The album was assembled across recording sessions in Los Angeles, Tokyo and London, with a significant portion made at Neil Young’s Broken Arrow Ranch in California. “Migration” (2017) and “Fragments” (2022) both reached number five on the UK charts; this one carries a broader collaborative scope, with Arooj Aftab, Joy Crookes, Nilüfer Yanya, Ichiko Aoba, Nicole Miglis of Hundred Waters, Aanya Martin and Kanako Yamamoto all appearing across fourteen tracks. Lyrics span English, Urdu and Japanese, and the production draws on historic Iranian samples and guzheng recordings alongside Green’s own instrumentation. The title comes from an interest in shortwave radio and the idea of listening for a distant signal in the noise.

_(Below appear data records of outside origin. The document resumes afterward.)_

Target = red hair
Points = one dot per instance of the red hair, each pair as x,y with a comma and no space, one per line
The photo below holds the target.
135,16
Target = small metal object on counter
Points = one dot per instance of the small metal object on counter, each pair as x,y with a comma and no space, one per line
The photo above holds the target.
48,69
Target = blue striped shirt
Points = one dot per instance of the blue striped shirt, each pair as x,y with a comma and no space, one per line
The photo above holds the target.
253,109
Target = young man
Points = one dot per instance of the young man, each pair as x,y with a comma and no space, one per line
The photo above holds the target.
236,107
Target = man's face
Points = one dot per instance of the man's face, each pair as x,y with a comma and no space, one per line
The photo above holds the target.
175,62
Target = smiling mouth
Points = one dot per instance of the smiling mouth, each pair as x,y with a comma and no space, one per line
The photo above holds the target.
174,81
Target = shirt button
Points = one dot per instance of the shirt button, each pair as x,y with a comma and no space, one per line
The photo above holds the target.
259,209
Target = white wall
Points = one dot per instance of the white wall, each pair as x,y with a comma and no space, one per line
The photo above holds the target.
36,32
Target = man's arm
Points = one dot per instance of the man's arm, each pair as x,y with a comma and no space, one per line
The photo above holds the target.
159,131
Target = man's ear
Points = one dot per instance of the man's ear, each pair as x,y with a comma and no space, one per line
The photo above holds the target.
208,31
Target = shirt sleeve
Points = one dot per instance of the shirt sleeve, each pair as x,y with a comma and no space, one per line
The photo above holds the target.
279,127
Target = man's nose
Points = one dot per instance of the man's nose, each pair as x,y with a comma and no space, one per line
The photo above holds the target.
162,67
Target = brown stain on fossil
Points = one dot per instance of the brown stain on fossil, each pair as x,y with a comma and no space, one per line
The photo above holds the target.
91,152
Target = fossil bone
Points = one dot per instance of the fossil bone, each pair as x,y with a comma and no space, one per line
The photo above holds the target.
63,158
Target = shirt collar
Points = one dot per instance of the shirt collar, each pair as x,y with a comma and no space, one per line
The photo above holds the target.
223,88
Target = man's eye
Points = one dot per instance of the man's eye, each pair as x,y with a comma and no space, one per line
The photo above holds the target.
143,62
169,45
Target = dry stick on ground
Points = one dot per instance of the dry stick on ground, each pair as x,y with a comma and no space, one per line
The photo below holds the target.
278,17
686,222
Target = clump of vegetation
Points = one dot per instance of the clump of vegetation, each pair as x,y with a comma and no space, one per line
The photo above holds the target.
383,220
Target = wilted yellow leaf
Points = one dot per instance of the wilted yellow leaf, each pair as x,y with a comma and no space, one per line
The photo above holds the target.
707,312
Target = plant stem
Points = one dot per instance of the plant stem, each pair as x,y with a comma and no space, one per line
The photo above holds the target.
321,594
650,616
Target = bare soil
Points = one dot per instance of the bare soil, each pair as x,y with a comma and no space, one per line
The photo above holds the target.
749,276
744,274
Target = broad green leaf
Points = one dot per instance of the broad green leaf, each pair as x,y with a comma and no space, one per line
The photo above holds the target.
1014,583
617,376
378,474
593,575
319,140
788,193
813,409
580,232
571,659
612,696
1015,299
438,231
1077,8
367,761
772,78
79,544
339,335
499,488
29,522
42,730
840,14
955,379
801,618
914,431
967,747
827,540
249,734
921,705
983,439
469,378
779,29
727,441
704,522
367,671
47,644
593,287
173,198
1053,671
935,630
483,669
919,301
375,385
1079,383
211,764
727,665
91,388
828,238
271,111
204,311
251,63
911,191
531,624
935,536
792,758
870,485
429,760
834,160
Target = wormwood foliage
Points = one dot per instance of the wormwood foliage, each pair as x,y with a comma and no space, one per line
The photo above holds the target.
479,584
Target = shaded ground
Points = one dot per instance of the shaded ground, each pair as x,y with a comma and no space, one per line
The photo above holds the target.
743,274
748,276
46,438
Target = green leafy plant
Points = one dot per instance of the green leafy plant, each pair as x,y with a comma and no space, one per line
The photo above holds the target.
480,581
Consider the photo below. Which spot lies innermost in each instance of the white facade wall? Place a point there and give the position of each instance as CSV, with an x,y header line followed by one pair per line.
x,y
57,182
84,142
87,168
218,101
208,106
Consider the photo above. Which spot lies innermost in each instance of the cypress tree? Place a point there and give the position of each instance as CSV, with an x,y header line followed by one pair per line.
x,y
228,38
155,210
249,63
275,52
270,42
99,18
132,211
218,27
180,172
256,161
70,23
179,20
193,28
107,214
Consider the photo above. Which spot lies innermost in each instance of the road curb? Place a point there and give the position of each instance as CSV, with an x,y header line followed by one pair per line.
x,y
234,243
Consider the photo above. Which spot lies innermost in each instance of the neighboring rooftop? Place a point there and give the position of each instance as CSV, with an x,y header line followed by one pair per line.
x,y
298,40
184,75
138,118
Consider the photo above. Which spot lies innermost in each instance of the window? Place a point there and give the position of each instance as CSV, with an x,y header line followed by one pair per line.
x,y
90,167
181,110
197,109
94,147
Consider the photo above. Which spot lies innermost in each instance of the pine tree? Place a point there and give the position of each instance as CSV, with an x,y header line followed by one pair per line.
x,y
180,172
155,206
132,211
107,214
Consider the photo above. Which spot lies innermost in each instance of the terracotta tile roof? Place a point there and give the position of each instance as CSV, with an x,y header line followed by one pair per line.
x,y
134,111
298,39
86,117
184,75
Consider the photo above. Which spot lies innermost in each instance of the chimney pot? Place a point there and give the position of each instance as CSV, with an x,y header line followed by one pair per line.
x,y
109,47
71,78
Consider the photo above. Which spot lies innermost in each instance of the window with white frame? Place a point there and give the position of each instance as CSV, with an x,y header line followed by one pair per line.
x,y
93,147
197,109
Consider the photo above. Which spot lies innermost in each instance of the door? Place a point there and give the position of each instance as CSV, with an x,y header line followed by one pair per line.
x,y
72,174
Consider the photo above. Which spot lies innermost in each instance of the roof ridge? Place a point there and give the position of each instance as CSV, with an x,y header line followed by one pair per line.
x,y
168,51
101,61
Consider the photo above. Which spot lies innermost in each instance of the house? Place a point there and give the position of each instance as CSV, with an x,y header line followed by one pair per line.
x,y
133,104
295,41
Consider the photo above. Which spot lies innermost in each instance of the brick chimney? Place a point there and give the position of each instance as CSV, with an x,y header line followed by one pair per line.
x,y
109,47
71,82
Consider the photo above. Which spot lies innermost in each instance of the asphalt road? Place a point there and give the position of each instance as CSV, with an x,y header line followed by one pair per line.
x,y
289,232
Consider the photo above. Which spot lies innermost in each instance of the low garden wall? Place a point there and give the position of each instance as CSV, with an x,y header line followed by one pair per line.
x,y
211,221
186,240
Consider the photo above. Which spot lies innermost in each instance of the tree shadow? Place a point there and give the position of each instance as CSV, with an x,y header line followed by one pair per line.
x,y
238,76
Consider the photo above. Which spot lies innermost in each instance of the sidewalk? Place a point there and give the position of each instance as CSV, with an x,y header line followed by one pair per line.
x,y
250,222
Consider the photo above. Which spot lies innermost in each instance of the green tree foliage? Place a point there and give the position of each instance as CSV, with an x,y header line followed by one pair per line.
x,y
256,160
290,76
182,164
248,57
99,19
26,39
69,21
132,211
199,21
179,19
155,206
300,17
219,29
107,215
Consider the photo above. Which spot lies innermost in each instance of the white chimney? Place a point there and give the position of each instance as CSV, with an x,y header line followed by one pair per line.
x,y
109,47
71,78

Green has been unusually candid about the album’s place in his career. He’s described it as probably the last record in this format, framing what comes next as a process of redefining how to be a musician. The new live show, designed by Pierre Claude (Air, Gesaffelstein, Phoenix, Caroline Polachek) and debuting on a North American tour this autumn, is part of that transition. For a producer twenty-five years in, “Me and You” sounds less like a greatest hits gesture and more like someone who still has things to figure out in the studio. That’s a good sign for the album.
“Distance in Static” is one of my ten most anticipated albums of 2026, and not just because of Bonobo. Arooj Aftab, Nilüfer Yanya, Ichiko Aoba, Joy Crookes, Nicole Miglis: any one of those would be reason enough to pay close attention. All five of them on the same record is something else.